My eyes wandered in Carter's room, apart from the fact that it was enormous it was pretty normal, It screamed " typical teenager" but I knew he wasn't. I hated his mood swings. I hated that he acted different in front of his friends and when we were alone though he lovely. Every time he sweet talked to me all I wanted was to keep him like that forever. He was my weakness but I wouldn't let him treat me like trash anymore, I wasn't one of his playthings. Like Billie. I hated the way he let her touch him and sit on his lap like it was her throne. He knew I didn't like her and he loved using that to his advantage. That was what boys like Carter did. They liked to play with their food before eating.

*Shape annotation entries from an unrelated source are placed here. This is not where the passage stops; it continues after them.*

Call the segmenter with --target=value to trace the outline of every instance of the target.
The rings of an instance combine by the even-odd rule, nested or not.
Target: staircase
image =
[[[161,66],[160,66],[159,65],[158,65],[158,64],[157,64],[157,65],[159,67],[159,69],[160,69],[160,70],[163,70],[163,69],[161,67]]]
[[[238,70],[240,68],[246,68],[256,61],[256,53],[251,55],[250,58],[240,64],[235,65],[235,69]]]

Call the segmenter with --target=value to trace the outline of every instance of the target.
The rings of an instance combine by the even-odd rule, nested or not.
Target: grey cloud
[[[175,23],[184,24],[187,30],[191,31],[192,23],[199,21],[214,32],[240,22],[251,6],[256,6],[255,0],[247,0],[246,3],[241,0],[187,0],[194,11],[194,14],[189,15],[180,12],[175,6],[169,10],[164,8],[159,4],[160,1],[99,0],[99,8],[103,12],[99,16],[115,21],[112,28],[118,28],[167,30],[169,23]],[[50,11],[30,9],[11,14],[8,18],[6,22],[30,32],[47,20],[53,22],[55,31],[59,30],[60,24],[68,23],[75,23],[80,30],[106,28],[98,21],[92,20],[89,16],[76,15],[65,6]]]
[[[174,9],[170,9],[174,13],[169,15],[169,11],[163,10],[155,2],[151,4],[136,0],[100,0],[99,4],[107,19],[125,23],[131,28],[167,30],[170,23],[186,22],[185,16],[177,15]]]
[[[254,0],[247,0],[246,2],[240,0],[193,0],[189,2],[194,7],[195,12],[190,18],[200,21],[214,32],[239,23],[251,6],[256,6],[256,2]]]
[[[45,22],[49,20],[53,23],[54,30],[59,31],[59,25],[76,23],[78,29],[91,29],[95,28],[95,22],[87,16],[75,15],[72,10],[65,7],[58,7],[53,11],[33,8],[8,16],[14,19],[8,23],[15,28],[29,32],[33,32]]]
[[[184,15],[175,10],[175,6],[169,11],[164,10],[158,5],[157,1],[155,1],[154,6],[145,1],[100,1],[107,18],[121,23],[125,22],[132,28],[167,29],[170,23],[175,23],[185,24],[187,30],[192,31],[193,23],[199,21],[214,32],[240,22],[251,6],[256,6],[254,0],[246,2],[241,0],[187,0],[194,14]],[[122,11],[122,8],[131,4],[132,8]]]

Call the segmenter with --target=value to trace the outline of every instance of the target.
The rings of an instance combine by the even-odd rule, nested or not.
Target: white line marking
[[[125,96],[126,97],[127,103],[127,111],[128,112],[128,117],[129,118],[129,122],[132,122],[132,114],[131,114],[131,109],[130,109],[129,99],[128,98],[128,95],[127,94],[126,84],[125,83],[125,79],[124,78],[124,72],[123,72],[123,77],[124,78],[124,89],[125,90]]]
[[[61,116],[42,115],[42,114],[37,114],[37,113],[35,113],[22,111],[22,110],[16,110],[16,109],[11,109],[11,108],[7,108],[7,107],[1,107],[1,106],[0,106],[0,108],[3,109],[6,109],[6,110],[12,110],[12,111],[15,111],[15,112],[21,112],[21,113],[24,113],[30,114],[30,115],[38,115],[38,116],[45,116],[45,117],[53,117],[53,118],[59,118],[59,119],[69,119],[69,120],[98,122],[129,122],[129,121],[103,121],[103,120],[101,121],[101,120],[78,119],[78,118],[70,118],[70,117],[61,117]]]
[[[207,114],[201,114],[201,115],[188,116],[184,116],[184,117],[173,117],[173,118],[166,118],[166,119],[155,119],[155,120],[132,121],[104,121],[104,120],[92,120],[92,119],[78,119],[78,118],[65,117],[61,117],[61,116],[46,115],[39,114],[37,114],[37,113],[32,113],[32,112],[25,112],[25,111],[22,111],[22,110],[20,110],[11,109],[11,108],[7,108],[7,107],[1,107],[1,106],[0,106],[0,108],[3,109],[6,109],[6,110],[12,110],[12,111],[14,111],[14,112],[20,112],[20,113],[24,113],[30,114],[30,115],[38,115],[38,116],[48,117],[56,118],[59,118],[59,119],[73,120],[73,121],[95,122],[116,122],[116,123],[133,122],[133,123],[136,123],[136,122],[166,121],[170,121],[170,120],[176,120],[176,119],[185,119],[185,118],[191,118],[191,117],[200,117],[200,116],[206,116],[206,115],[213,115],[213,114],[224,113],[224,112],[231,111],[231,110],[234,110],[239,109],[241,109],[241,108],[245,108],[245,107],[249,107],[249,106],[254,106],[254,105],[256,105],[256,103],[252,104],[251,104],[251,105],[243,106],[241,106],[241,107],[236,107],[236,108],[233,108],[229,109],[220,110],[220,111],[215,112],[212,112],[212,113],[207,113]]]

Lost in my thoughts I didn't notice Carter who was back and was now standing in front of me with my bag on his hand. I wondered what his father spoke because he was was fulminating.

"Let's go!"

" Where?" I asked in a timid voice.

"I have to drop you at home." He spat the word "drop" like he was talking about an object.

" What happened? Carte—"

" Fuck! Stop talking all the time, do you ever shut up? I can't hear my fucking own thoughts. Did you really think my feeling towards you changed because you got drugged? You're dumber than Billie." He said in a cold voice making me jump and my eyes burned. I didn't understand how he just flipped like this.

" You... you know what? Stay here! I don't need your freaking help. I didn't ask you anything. I hate you so much but I hate myself so much more. I hate that I freaking believed you were different. I freaking hate that I loved spending time with you... the only time I was truly myself, where I felt safe and happy." I stopped before admitting something I really didn't want him to know about. I took my bag out of his hands aggressively and walked out. He yelled my name twice but never stopped me.